We also know the world has been warming since we got into the Industrial Age more than 100 years ago, and the pace of warming has increased in the past several decades. That increases the chances that you have to go back tens of thousands of centuries to get a warmer global day than Tuesday. But it's not a slam dunk fact.

Still, the news is disturbing as it's yet another example of a firehose of data that all suggests that the world is warming fast. 

It's coming into stark relief now because El Nino has started. El Nino tends to warm the Earth's climate. Before Monday, the world's hottest day was on August 14, 2016, with a reading of 62.46 degrees. That record was set smack dab in the middle of the last El Nino cycle we had. 

 El Nino working in concert with climate change is helping to cause all kinds of warm records - big and small - to break. It wouldn't surprise me if the world's hottest temperature record is broken again either today, or in coming days or weeks. 

Early evidence suggests that June globally was the hottest on record, at least according to European computer model data called ERA-5.

More complete data on the world's climate in June will be available by mid-month. 

HEAT WAVES

We do know there are some pretty intense heat waves going on in different places in the world right now.  (Yeah, it's hot herein Vermont, too, but so far the current heat wave isn't quite breaking any records). 

Way up in the tippy top northwest corner of Canada, along the shores of the Arctic Ocean, in Inuvik, it was 91 degrees, breaking their all time record high of 90, set just last year. Bit of a trend there, huh?

We also have what is surely bad news regarding those wildfires in Quebec, and the smoke that keeps blowing across the border into Vermont and much of the rest of the United States. It was in the low to mid 90s in most of the province yesterday. 

The northern edge of Quebec is so far north that it's basically in the Arctic. In the delightfully spelled town of Kuujjuaq, Quebec, (pronounced "KOO-ju-ack") the normal high temperature in July is just 60 degrees. Yesterday, they set their record for  all time hottest temperature with a whopping 94 degrees. 

Rivierre Aux Feulles, Quebec, in the far northwest corner of the province hit an all-time record high of 90 degrees.

In Argentina, where it's winter, temperatures have been well into the 80s this week. In Antarctica (also winter!) temperatures along large swaths of the coastlines were above freezing this week, interfering with the normal production of sea ice.

TIPPING POINT?

With the latest news recited above, and the fact that the world's oceans, especially the North Atlantic, are at record warm levels, and global sea ice is at near record lows, some people are talking about a climate tipping point. 

A tipping point is the idea that gradually increasing warmth in the Earth's climate reach a threshold where suddenly large, irreversible catastrophic changes occur. 

I'm seeing some rather panicked posts on line about how a tipping point might be underway, introducing a new and even much more dangerous phase to climate change.

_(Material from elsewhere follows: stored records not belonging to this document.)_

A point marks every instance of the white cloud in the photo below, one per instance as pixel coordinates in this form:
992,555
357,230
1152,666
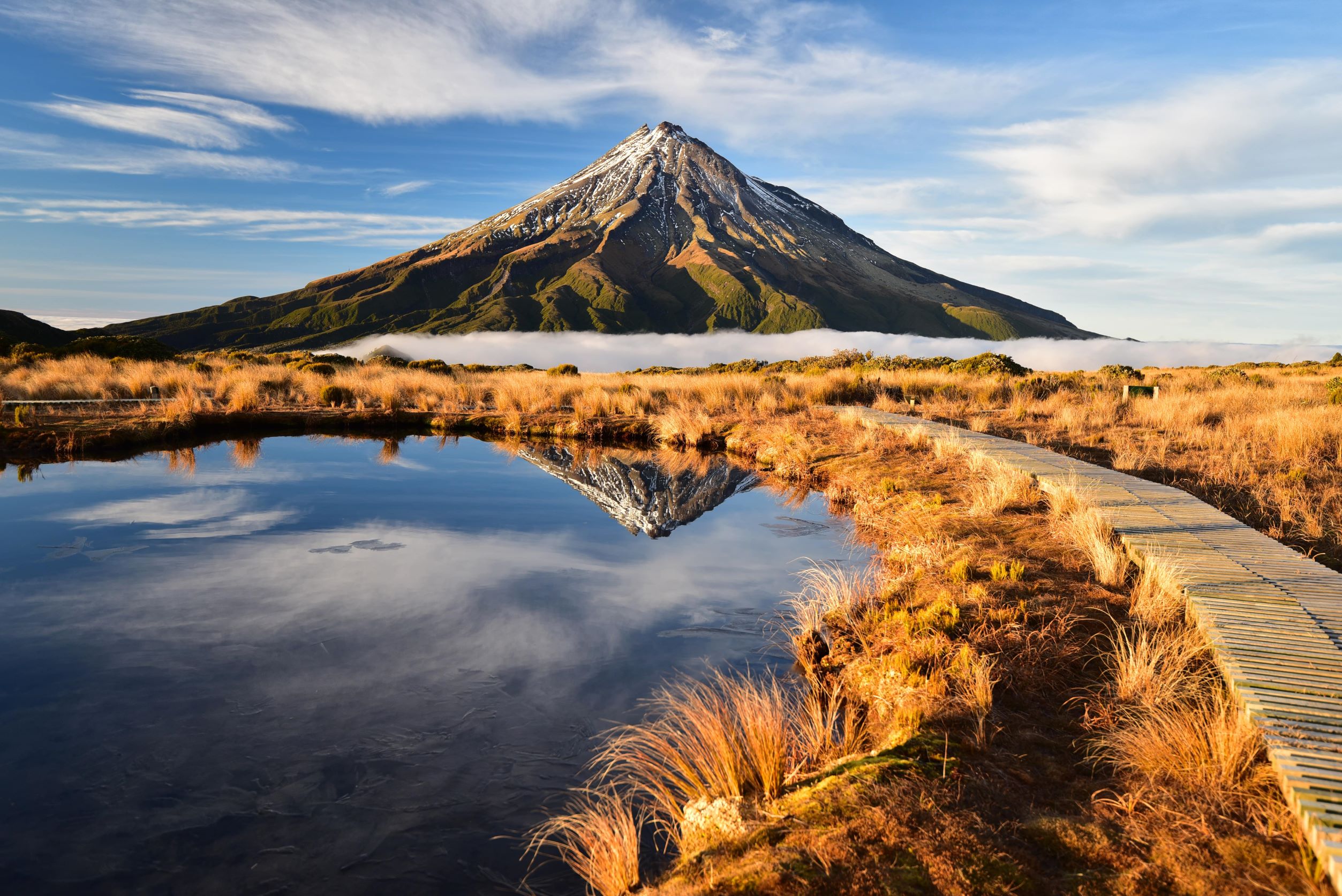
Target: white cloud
231,110
406,187
66,322
603,352
174,509
296,226
1230,149
20,149
779,70
175,125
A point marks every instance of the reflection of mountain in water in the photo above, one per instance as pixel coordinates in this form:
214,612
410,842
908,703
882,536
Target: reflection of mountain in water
640,493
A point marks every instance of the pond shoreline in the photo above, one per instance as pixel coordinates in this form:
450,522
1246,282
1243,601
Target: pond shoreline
112,436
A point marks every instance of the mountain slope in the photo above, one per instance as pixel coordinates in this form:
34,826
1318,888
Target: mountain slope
17,328
658,235
639,493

Like this quote from Inside Climate News, usually a fairly reputable publication, but not in this case:

"June, 2023 may be remembered as the start of a big change in the climate system, with many key global indicators flashing red warning lights amid signs that some systems are tipping toward a new state from which they may not recover."

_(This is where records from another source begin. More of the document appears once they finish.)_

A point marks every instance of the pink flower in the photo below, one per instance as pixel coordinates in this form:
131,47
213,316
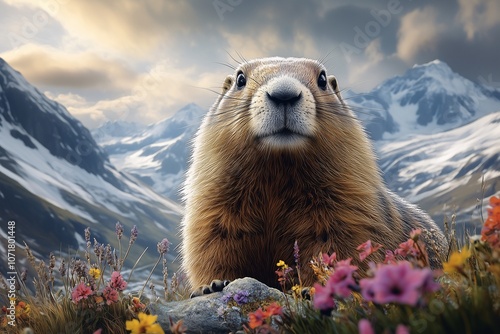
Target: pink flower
367,248
415,233
398,283
367,288
341,280
364,327
390,257
117,281
329,260
81,291
110,294
323,298
407,248
402,329
429,285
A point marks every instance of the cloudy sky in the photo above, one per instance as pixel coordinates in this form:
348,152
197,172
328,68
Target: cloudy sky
142,60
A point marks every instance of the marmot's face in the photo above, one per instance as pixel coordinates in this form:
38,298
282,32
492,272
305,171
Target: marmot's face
279,99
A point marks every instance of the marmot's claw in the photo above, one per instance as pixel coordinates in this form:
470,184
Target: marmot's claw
216,286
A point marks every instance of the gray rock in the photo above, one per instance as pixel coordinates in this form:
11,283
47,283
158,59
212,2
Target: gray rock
220,312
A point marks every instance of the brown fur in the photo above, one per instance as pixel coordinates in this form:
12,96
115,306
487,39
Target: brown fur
247,203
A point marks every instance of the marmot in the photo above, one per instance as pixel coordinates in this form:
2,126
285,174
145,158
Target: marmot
278,158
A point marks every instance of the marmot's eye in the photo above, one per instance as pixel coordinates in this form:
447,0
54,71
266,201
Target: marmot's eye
322,80
241,81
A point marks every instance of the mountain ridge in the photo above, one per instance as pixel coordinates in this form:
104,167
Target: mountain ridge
55,180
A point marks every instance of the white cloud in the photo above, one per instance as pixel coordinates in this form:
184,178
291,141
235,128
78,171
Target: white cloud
478,16
156,95
47,66
419,31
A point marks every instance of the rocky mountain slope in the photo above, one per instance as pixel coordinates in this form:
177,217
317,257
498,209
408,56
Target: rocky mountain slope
55,180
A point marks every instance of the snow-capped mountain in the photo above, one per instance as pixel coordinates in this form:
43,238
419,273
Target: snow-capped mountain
157,154
444,172
427,99
55,180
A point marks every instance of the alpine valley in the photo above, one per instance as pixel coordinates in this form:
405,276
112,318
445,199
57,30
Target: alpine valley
436,134
55,181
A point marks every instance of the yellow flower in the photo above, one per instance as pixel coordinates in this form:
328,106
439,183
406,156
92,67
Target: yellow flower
145,324
95,272
22,310
281,264
456,261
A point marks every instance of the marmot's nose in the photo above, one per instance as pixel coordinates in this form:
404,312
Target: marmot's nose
284,93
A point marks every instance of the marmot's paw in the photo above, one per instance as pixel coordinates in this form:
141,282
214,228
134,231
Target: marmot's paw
216,286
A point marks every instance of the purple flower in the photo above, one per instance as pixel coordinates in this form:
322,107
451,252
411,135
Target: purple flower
364,327
429,285
402,329
119,230
163,246
133,234
296,254
323,298
398,283
241,297
341,280
117,281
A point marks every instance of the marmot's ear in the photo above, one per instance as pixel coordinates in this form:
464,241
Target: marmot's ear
335,86
227,84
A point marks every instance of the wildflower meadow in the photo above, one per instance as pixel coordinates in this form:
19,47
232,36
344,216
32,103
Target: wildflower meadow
402,294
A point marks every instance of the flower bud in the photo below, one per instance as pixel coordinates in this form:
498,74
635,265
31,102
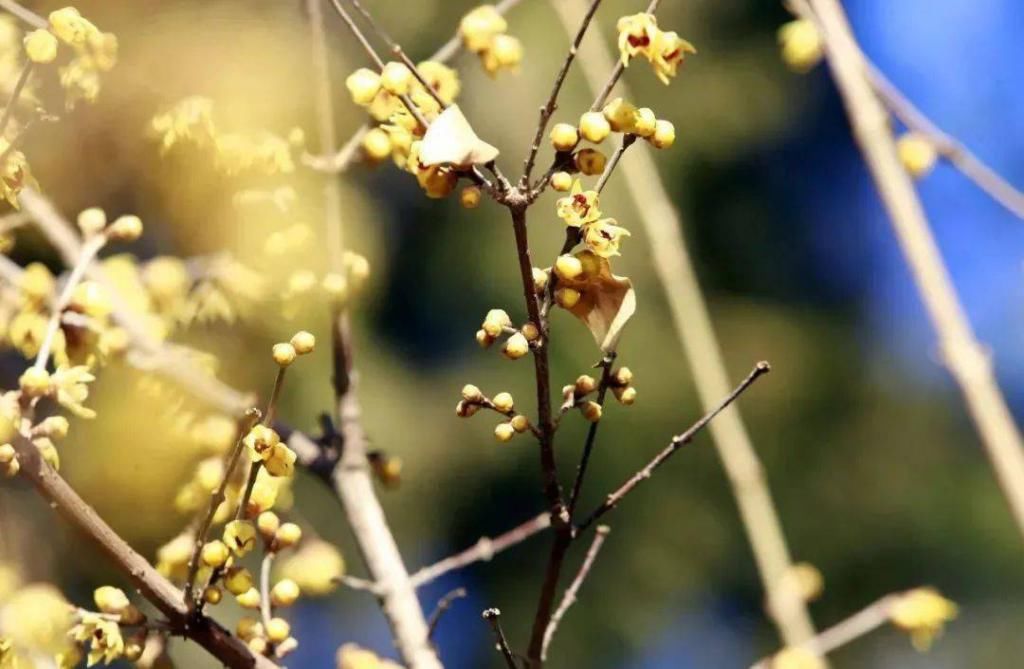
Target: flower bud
504,431
125,228
591,411
594,127
285,592
396,78
568,267
284,353
516,346
303,342
470,197
665,134
503,402
561,181
564,136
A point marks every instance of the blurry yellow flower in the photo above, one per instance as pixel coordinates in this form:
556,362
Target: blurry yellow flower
603,237
636,34
314,568
802,45
580,207
922,613
480,26
72,386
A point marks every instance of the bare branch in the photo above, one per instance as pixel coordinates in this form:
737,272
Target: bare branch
570,593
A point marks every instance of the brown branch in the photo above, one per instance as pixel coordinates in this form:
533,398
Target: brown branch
492,616
570,593
483,550
151,584
549,108
677,443
963,354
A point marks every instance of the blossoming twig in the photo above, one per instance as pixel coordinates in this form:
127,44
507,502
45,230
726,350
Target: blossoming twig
677,443
483,550
570,593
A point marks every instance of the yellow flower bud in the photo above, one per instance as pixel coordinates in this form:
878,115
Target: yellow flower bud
561,181
591,411
278,630
645,122
516,346
519,423
396,78
267,524
284,353
503,402
364,85
249,599
470,197
110,599
376,144
590,161
35,382
212,595
288,535
504,432
594,127
249,628
125,228
238,580
568,267
285,592
566,297
564,136
303,342
471,393
665,134
41,46
626,395
916,153
214,553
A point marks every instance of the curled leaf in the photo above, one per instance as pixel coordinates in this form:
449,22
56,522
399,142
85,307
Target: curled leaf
451,139
606,301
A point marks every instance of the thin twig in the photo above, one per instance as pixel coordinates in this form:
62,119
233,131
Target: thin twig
695,334
483,550
866,620
492,616
967,360
217,497
442,605
549,108
570,593
677,443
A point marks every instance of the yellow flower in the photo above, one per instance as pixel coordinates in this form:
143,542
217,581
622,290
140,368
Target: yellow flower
580,207
922,612
103,636
314,568
802,45
480,26
669,50
636,34
72,385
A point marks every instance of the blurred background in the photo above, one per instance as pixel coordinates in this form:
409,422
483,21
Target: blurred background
876,469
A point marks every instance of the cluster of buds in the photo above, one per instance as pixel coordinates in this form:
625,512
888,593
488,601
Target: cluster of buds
496,324
92,221
93,52
473,400
483,33
639,35
222,555
103,629
617,116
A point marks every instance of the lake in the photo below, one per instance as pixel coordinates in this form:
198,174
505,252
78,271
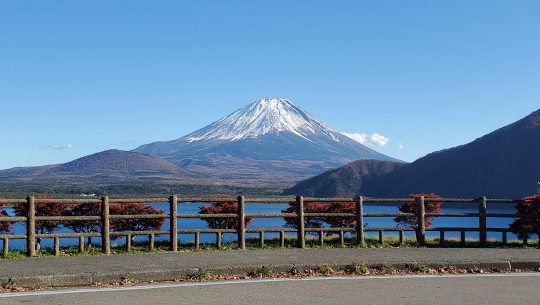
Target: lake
371,222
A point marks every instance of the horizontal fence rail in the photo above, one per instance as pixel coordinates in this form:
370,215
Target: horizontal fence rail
300,216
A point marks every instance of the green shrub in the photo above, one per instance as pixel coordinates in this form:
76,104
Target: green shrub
385,267
358,268
266,271
295,270
418,268
326,269
199,275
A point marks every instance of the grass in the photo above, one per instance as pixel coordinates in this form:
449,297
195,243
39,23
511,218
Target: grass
265,271
199,275
358,268
253,243
385,268
418,268
326,269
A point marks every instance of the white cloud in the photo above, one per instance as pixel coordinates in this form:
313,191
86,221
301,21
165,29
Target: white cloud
368,139
60,147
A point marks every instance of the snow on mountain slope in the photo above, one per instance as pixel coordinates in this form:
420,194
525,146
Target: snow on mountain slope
270,140
263,117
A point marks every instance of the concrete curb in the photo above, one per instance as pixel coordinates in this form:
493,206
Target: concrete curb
67,280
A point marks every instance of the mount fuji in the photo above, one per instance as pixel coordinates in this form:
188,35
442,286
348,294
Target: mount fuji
269,142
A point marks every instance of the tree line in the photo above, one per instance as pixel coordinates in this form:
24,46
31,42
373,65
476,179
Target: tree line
527,220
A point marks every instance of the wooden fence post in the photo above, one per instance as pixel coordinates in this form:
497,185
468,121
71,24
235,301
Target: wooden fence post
360,239
105,226
173,227
421,215
5,249
31,227
300,222
241,223
482,219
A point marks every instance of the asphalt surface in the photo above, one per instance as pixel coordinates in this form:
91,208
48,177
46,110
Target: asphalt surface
85,270
512,289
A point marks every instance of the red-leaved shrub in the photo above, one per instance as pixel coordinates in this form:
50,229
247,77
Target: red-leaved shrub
223,207
406,221
528,220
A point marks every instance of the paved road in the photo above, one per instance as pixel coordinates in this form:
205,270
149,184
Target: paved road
512,289
82,270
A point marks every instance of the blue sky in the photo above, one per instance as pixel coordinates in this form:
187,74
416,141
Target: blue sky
81,77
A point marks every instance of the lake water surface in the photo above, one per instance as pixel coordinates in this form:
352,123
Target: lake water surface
371,222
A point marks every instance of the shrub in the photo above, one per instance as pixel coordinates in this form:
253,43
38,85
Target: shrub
43,209
135,224
266,271
385,267
418,268
326,269
410,207
358,268
199,275
528,219
323,207
84,226
5,226
342,222
309,207
223,207
295,270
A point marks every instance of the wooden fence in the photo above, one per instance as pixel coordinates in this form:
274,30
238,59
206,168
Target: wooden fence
300,216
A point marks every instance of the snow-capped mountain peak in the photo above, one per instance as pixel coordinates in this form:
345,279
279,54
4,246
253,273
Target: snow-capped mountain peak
267,115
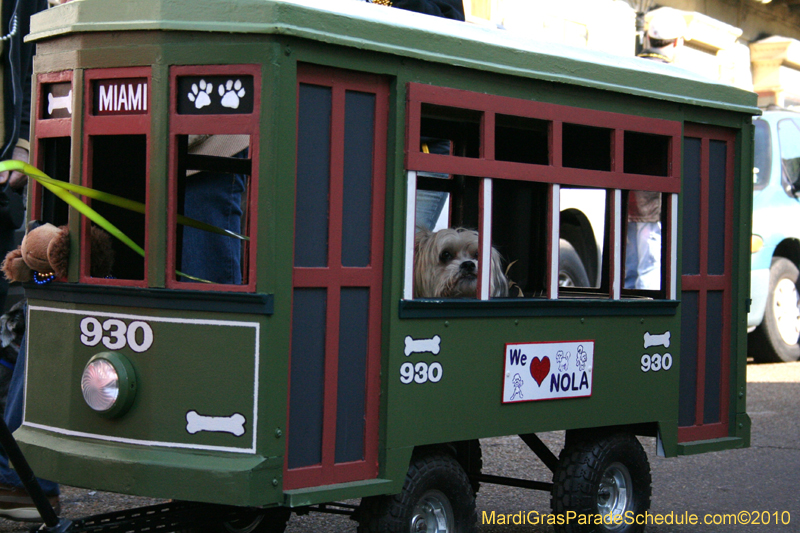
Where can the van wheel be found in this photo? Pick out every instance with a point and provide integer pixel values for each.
(571, 272)
(436, 498)
(607, 476)
(775, 340)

In general though, sober minds are putting the current spate of records in perspective. 

Michael Mann, one of the world's leading climate change experts, tweeted the following, which to me makes a ton of sense:

"The current weather extremes really don't indicate any tipping point behavior. They are consistent with steady human-caused warming plus El Nino. The truth is bad enough."

And so it goes.

While El Nino is super charging an atmosphere already amped up by climate change, remember, we were seeing a lot of weird stuff in the past three years when we were in the supposedly calmer La Nina phase. 

Climate, and individual weather events are just getting more extreme and weirder. We're noticing it more now. Perhaps because what we thought of as weird weather a few decades ago is now commonplace. 

Which isn't really a comforting thought.